Court records have revealed that Jed Zillmer, a young Army veteran killed during an armed standoff last week with Spokane County Sheriff's deputies, had been denied benefits given to servicemen injured in combat.
Like so many of our servicemen fighting in Iraq or Afghanistan, 23-year-old Jed Zillmer experienced some terrible things in combat. He was wounded in action, had part of one of his feet shot off, and received the Purple Heart. When it came time to collect $50,000 in insurance money given to wounded soldiers through the Serviceman's Group Life Insurance Traumatic Injury Protection, the U.S. Army rejected his claims.
After his honorable discharge from the Army, Zillmer used the GI Bill to attend classes at Spokane Falls Community College. Veterans Resource coordinator -- and fourth generation Marine -- Steven Ward described him as a smart and generous young man.
"Great sense of humor, always, always happy he was always smiling. He was loved by everybody down here. He didn't have a single person that looked at him negatively. He was a very positive, fun loving guy," Ward said.
Last week's fatal standoff with sheriff's deputies came as a complete surprise to the staff of the Falls Vet Center, where Zillmer worked with other young veterans helping them with paperwork.

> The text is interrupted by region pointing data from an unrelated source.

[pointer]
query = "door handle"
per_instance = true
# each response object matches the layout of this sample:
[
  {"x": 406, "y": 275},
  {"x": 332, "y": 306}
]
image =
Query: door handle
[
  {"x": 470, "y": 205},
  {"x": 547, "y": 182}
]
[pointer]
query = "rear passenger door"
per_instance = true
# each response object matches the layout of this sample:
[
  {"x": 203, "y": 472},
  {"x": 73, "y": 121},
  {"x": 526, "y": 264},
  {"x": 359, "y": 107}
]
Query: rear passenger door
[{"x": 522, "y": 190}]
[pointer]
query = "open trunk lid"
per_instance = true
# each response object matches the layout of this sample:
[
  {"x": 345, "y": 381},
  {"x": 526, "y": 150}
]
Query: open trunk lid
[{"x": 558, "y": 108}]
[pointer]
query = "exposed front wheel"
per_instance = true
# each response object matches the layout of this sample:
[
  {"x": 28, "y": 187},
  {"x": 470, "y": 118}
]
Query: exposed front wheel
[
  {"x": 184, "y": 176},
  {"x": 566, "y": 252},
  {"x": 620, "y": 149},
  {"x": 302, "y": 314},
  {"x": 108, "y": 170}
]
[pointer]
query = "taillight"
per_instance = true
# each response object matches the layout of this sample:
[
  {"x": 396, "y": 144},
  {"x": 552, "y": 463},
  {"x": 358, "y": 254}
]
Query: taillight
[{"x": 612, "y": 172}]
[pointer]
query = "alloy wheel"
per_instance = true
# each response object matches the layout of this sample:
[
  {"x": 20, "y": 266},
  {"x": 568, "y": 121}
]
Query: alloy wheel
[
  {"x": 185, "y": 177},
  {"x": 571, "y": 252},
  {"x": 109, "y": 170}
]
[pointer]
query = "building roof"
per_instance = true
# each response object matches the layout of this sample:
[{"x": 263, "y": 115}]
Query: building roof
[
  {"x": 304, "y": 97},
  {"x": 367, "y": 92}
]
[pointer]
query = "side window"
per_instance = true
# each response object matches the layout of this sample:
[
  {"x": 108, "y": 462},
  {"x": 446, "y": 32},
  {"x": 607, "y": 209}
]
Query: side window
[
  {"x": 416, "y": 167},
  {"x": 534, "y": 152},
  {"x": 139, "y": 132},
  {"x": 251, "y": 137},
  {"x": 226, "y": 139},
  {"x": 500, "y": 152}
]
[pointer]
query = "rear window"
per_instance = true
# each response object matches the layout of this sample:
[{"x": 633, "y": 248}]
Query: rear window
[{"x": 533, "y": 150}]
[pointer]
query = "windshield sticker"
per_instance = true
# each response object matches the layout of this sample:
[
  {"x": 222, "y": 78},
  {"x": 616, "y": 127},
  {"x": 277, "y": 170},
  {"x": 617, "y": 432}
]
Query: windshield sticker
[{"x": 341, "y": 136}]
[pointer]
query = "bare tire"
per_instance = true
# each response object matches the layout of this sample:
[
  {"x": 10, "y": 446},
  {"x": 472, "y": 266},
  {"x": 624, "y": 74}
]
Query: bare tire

"He came and joined our team just because he learned fast and got with the program. He knew a lot of the benefits that were available to the veterans and he just wanted to help share that," Ward said.
No one at the Falls knew the Army had denied Zillmer a $50,000 insurance claim for a bullet wound he suffered in Afghanistan. Friends say, like a lot of combat veterans, Zillmer never asked for help with the stresses he was feeling.
"When you are in a position to help others you tend to forget your own wounds. I think this is a great example. He was a very good kid and he really liked to help. He had great relationships and I think he used that like I know other veterans do the same, use their ability to help others as their own healing," Ward said.
Ward says if Zillmer had asked for help for the suicidal feelings he was suffering from he would have received it at the college's vet center.
Spokane's community colleges even offer resources to the families of student veterans so that parents and spouses of our servicemen can reach out for assistance even when the veterans coming home the battlefield won't do it themselves.